Dr Stout’s work focuses on implementation of survivorship supportive care services in cancer care delivery. She coordinates WVUCI’s survivorship agenda and supportive care infrastructure development between the cancer center and community. She has funded research studying the implementation of prospective, risk stratified functional assessment and symptom management strategies in cancer care delivery and studying community outreach and engagement strategies with rural primary care providers to enable implementation of cancer survivorship interventions.

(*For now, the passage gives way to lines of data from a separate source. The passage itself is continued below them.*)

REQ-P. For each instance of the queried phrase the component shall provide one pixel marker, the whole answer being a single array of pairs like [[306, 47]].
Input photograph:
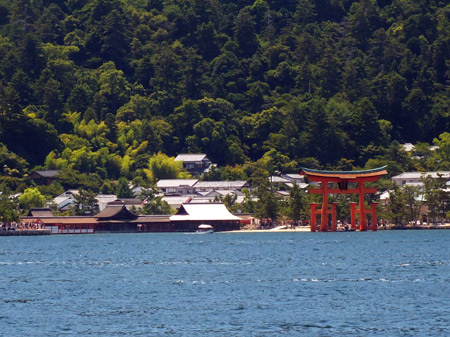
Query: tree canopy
[[103, 89]]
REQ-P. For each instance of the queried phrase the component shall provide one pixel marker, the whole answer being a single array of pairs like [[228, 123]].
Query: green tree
[[31, 198], [161, 166], [268, 205], [85, 203], [123, 189], [8, 208]]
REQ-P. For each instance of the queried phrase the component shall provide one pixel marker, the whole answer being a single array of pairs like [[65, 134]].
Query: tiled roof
[[190, 157], [165, 183], [221, 185]]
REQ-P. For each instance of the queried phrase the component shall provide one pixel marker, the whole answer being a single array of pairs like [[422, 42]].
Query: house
[[44, 177], [176, 186], [209, 186], [191, 215], [194, 163], [216, 195], [104, 199], [416, 177], [175, 201]]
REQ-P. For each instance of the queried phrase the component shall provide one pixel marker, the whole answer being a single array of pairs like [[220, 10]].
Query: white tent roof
[[203, 212], [166, 183]]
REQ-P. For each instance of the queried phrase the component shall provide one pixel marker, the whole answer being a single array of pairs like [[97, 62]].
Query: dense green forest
[[97, 88]]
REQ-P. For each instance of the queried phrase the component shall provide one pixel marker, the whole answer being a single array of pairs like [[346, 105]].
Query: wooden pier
[[24, 232]]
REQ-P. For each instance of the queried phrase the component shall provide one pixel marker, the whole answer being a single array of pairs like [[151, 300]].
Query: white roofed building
[[191, 215]]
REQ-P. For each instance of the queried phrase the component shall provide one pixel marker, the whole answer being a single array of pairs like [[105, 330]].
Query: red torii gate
[[342, 179]]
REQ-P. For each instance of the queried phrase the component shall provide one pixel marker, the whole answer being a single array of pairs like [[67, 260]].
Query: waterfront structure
[[191, 215], [343, 182], [116, 218]]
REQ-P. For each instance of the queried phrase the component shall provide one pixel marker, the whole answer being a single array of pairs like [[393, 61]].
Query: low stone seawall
[[25, 232]]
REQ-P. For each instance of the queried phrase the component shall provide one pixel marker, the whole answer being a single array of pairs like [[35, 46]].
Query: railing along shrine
[[343, 180]]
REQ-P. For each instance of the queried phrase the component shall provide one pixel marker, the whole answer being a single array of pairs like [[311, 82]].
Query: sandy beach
[[272, 230]]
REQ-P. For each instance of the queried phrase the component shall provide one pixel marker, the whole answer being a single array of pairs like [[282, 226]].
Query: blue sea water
[[387, 283]]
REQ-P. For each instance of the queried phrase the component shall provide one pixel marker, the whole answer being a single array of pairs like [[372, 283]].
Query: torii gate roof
[[343, 175]]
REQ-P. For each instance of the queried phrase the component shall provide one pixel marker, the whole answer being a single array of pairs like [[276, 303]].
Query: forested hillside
[[96, 88]]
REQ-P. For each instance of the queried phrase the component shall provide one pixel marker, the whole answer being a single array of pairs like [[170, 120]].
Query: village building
[[210, 186], [176, 186], [175, 201], [116, 218], [194, 163], [192, 215], [408, 178]]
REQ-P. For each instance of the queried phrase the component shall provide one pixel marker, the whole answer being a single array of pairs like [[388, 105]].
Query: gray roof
[[221, 185], [40, 212], [419, 175], [165, 183], [191, 157]]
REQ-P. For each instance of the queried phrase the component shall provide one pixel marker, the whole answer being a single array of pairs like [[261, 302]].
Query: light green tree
[[161, 166], [31, 198]]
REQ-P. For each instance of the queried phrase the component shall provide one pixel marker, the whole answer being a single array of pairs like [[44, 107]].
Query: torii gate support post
[[374, 226], [324, 211], [353, 215], [333, 217], [313, 216], [362, 210]]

Dr Stout is an internationally recognized expert and leader in the field of cancer rehabilitation and survivorship care and has given over 300 lectures nationally and internationally. She has authored or coauthored over 90 peer reviewed and invited publications, several book chapters, and the book 100 Questions and Answers about Lymphedema.

Dr Stout is the cochair of the Alliance Clinical Trials Network Rural Health Working Group, a steering committee member with the Appalachian Community Cancer Alliance, and serves as the research chair for the Appalachian Translational Research Network.